Whether they loved her back or not.

*  *  *

 

When the party broke up and she’d said her good-byes, she went home to a quiet house. Jacob was helping himself to a snack while he did homework with books and papers spread across the island. “Everything okay?” she asked as she took a bottle of water from the refrigerator.

“Yeah.” He set his plate next to his books, then met her gaze. “Real quiet without the cookie monster around. How is it little girls can make so much noise?”

“Little boys aren’t known for their soft ways, either.”

“Huh.” He took a bite of sandwich and flipped open a book. His hair fell over his forehead, the same shade of brown as his dad’s, though she’d never seen Paul’s hair so shaggy. He’d been spit-and-polish when they met and never relaxed his standards, shaving on his days off and as squared-away in jeans and a T-shirt as he was in uniform.

Still, there was so much of him in Jacob. The eyes, the coloring, the gestures, the focus. He was his father’s son.

“What?”

Even his voice sounded like Paul’s. Realizing she’d been staring, she said, “Nothing,” then opened the fridge again, grabbed two small bunches of grapes, and headed toward the hall. She took the long way around, though, circling the island, passing behind him, and patting his arm on the way.

Not even so much as a single muscle twitched away from the contact. It was a marvel.

Before she could reconsider her actions, she climbed the stairs and stopped outside Abby’s room, drew a breath, then knocked. The response—a flat
What?
—was neither an invitation nor encouragement, but Therese opened the door anyway and went inside. “Everything go okay tonight?”

Sprawled on her bed with a textbook open and her cell phone beside her so she could respond instantly to her next text message, Abby looked surprised. Surely this wasn’t the first time Therese had asked about their evening. She hadn’t missed a Tuesday night at Three Amigos in more than a year. She distinctly remembered, in the beginning, questioning the kids when she got home.

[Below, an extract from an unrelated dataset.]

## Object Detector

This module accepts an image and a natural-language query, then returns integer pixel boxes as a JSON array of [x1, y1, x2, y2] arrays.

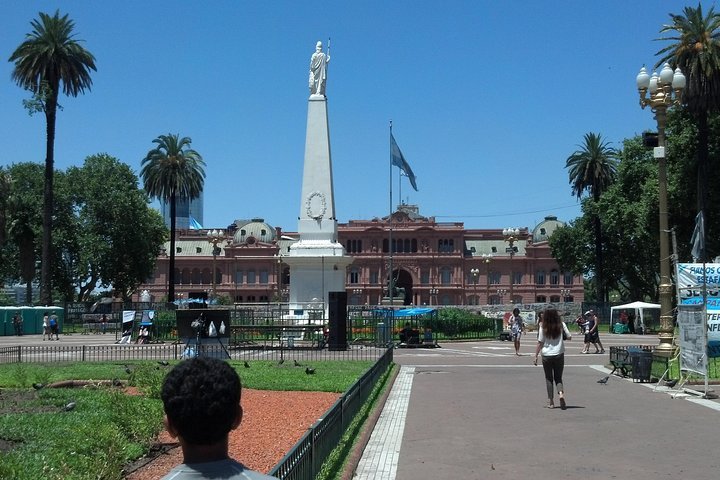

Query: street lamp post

But she couldn’t remember doing it in a long time since then.
My failure
.

“Fine,” Abby said at last. “We ate dinner, watched TV, and now we’re finishing our homework. Why?”

“Just curious.” Therese offered her a handful of grapes. When Abby sat up, cross-legged, Therese sat at the foot of her bed. “Jacob said it was awfully quiet around here without Mariah.”

An unexpected smile lighted Abby’s face. She looked a lot like her dad, too, but what was entirely masculine on him and Jacob was delicately beautiful on her. Perfect bone structure, silky hair, huge eyes.

“She’s so sweet, but she’s awful needy. ‘Abby, I sit with you. Abby, read to me. Abby, play with me. Abby, I go potty.’”

“Well, she is only two. Besides, you’ve heard her scream. The needy adoration is a big improvement, isn’t it?”

“I guess.” She popped a grape into her mouth, concentrated on chewing it, then lowered her gaze to her cell as if willing it to ring or vibrate and demand her attention. When that didn’t happen, she fingered the grapes uneasily, finally plucking one, then turning it over and over instead of eating it. “Why do you think her mom just left her like that? Did she think Mariah was that much trouble? Didn’t she love her? Moms are supposed to love their kids.”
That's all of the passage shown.